Listening to Sade in times like these
I think of a jaw dropping scene in the film ‘Children of Men’ (Dir Alfonso Cuarón). It depicts a Black Woman, who is supposedly a foreigner, birthing a child in a war zone amidst intense gun battle.
This will be the first childbirth in 18 years, due to a virus that plagued society, inducing global infertility.
Fear is vivid and calamity is anticipated. The sound of bullets ricocheting is concerning, causing the mother to shield her child. The baby confused, scared and cold begins to cry.

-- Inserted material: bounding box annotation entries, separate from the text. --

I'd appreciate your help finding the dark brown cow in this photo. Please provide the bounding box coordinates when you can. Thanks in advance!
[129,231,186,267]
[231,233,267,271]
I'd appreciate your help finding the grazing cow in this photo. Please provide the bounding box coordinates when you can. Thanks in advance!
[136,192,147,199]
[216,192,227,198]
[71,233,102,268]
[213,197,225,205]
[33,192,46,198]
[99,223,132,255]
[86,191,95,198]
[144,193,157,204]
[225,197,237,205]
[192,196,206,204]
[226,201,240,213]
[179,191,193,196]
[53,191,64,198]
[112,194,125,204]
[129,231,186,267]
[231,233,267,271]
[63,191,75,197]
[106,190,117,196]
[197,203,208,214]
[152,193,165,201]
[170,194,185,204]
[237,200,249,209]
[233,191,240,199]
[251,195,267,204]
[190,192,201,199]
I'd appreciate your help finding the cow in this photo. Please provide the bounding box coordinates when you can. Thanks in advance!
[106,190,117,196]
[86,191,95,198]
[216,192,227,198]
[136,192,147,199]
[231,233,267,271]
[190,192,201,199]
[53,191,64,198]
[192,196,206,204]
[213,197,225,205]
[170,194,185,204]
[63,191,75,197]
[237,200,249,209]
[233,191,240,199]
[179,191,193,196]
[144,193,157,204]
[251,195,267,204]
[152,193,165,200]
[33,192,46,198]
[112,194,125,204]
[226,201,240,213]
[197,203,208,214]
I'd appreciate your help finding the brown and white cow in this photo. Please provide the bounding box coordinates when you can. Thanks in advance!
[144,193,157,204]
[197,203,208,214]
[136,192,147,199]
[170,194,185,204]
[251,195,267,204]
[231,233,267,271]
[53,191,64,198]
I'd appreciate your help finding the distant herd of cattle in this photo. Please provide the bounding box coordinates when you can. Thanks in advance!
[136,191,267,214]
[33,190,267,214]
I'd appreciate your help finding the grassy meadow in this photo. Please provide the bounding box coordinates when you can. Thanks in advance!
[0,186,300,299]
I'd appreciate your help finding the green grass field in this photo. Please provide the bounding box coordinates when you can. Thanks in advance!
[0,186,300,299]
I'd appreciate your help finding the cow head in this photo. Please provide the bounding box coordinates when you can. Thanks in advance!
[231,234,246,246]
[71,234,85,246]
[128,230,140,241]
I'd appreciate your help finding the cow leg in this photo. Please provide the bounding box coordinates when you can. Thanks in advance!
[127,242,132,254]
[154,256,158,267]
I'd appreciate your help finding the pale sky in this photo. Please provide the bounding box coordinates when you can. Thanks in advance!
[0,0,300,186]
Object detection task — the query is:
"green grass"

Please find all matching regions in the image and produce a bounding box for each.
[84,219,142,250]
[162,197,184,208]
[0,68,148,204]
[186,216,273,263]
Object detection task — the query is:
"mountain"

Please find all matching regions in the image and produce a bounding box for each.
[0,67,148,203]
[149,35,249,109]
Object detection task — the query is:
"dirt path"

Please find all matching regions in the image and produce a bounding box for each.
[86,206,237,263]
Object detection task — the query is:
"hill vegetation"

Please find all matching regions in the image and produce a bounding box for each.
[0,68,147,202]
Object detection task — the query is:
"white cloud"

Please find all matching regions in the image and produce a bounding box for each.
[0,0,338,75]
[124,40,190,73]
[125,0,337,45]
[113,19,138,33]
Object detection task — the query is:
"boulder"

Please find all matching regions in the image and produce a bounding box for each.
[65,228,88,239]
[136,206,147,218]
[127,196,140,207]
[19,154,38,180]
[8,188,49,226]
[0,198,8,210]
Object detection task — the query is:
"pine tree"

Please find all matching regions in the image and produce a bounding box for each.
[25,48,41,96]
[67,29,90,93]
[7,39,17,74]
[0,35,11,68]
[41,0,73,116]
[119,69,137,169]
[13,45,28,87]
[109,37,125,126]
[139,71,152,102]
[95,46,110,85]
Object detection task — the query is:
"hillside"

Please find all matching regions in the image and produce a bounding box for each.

The cry of the baby is heard and suddenly, a closely guarded secret is exposed;
there’s a baby for the first time in 18 years.
The world stops.
The gun battle ceases
There is silence
Soldiers dove their helmets and drool
The old tremble and yearn
Young lovers watch in jealousy and admiration, as the mother slowly carries her baby out of the war zone.
Of course the fucking war raged on.
But in that moment of brief pause, we are reminded of serenity and for some normalcy. Perhaps of what a fine summer’s day felt like, what rush hour in London and New York reminds us of. The kind of joy brunch and restaurant ambience brought us. Our annoyance at tourists and we being the tourists getting yelled at. The rowdy crowd, unending hugs, passionate kisses, intimate none distanced conversations in groups of five or more, checking in and out of airports, extending a flirty smile because you both don’t have face masks on, reading a book at a train station in peace without timed announcements instructing you to keep safe, and loud parties with unapologetic fist pumps in a basement somewhere in Soho.
Grumpy and aimlessly pacing around indoors with hopes and aspirations of a post-pandemic life, a random three minute and forty second of bliss from Sade Adu on a grey afternoon in London, during a pandemic, strengths faith and hastens hope. For a second, you smile and forget.
Then comes the phrase we are all tired of; “Can you hear me!” This bitch of a life.
Sade’s Your Love is King will always be a favourite.